In this study, researchers examined the case of a female with a novel pathogenic missense mutation in CASK that is associated with MICPCH. Moreover, the significant results of decreased size of both cerebellar hemispheres, widening of sulci in both cerebral hemispheres, and widening and deepening of cerebellar sulci were observed on the results of MRI. The results of the WES sequencing show CASK gene had a missense mutation of CASK: NM_003688.3: exon7: c.638T>G: p.L213R. Although there was no significant difference found in the expression of the missense mutation in CASK by detecting the mRNA expression, the protein expression is down-regulation. By using the method of protein structure prediction, researchers found that when the leucine in the primary sequence of the protein was mutated to arginine, protein stability was reduced and secondary structure as well as spatial structure were changed. This resulted in reduced protein expression and loss of protein function.

All of the residues in the αF helix have been shown to be involved in a conserved spatial pattern. Kornev et al. (2008)(23) suggest that the residue at the position equivalent to 209 in CASK plays a critical role in the anchoring of the αH helix. This is purported to help stabilize the hydrophobic core around the αF helix. (12) Similarly, in this study, the leucine at position 213 in the amino acid sequence of the CASK protein is mutated to arginine. Since arginine is a basic amino acid and leucine is a non-polar amino acid (24), the amino acid change cause the change of maintenance of the third structure level in the protein (25).

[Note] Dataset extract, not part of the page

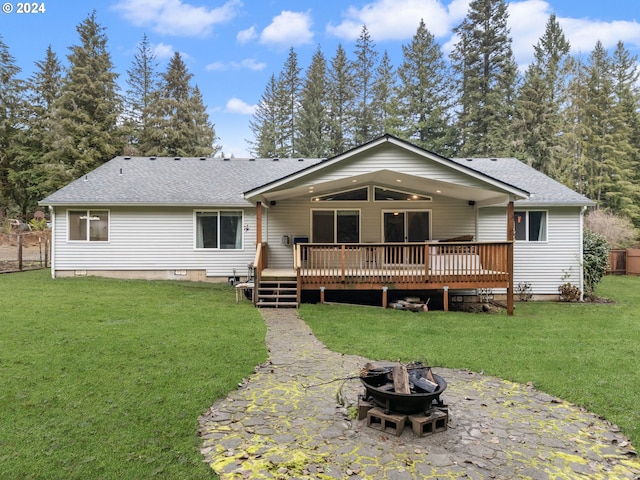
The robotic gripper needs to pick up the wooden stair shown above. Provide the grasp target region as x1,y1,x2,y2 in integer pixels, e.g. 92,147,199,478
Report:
256,278,298,308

The reduction of hydrophobic force may not stabilize the hydrophobic core around the αF, which can greatly disrupt the function of CASK as a protein kinase.

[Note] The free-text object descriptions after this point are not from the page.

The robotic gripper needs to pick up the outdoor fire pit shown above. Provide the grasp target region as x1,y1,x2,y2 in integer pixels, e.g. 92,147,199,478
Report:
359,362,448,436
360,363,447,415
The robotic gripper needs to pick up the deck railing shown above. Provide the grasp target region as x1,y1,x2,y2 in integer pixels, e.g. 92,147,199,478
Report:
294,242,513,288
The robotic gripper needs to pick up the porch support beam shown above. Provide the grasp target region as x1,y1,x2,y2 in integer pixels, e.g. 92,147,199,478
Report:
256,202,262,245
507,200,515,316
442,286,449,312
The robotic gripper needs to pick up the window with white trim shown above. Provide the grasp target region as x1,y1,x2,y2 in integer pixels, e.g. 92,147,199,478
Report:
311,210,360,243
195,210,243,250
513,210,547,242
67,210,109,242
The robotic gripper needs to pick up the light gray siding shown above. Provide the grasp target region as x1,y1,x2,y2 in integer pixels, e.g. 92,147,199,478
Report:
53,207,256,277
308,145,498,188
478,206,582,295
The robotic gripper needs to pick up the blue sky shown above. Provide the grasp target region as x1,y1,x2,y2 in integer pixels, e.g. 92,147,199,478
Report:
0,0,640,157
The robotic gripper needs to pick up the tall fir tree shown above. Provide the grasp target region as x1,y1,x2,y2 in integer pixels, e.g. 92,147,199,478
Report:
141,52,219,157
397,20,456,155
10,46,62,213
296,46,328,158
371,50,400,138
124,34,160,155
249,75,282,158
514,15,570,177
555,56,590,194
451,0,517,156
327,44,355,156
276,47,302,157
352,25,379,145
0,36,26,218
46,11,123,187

Generally, the types of mutations that cause MICPCH are nonsense mutations, splice site mutations, shifting-frame mutations, and missense mutations. These types of mutations usually result in a decrease in CASK protein expression. The loss of CASK expression was associated with a more severe MICPCH phenotype and likely caused the reduced viability or in utero lethality. This research once again confirmed the loss of function causes severe general developmental delay, microcephaly, and cerebellar hypoplasia. And it is rare that changed protein structure and increased instability in CASK protein leads to down-regulation of protein expression and loss of function. These findings extend the variety of genetic alterations causing CASK mutations. Moreover, this research is of great significance for understanding the pathogenicity of CASK point mutation. This study further reveals the key role of CASK in MICPCH development, and helps provide genetic explanations for the etiology of CASK mutation in MICPCH affected patients.

Conclusions

In conclusion, this research first reports that the novel pathogenic missense mutation in CASK (NM_003688.3: exon7: c.638T > G: p.L213R) in the 11-month-old female caused mental retardation and microcephaly with pontine and cerebellar hypoplasia (MICPCH). This study also determined the bioinformatic content of this mutation site and explored there was no differences in mRNA expression while protein expression was down-regulation. Finally, the researchers analyzed the structural changes of the protein and confirmed that the cause of the disease was the down-regulation of the protein caused by amino acid mutations that changed the stability of the protein's structure.

Methods

Subjects

Peripheral blood samples were obtained from the proband and her family after informed consent was signed by the patient and all family members. This experiment on human subjects was approved by the Ethical Review Board of West China Second University Hospital, Sichuan University. The patient’s brain MRI results were evaluated by the pediatric neuroradiologist.

Whole-exome sequencing

Genomic DNA was extracted from peripheral blood leukocytes using a whole blood DNA purification kit (TIANGENE). For WES, exons were captured from 1 μg genomic DNA using high-throughput sequencing detection technology for the whole exome provided by the manufacturer. The Verita Trekker® variant site detection system and Enliven® variant site annotation interpretation system independently developed by Berry Genomics were used to analyze the data. Functional annotation was performed through ANNOVAR, and data were filtered by public databases such as ExAC, 1000 Genomes Project, and GnomAD .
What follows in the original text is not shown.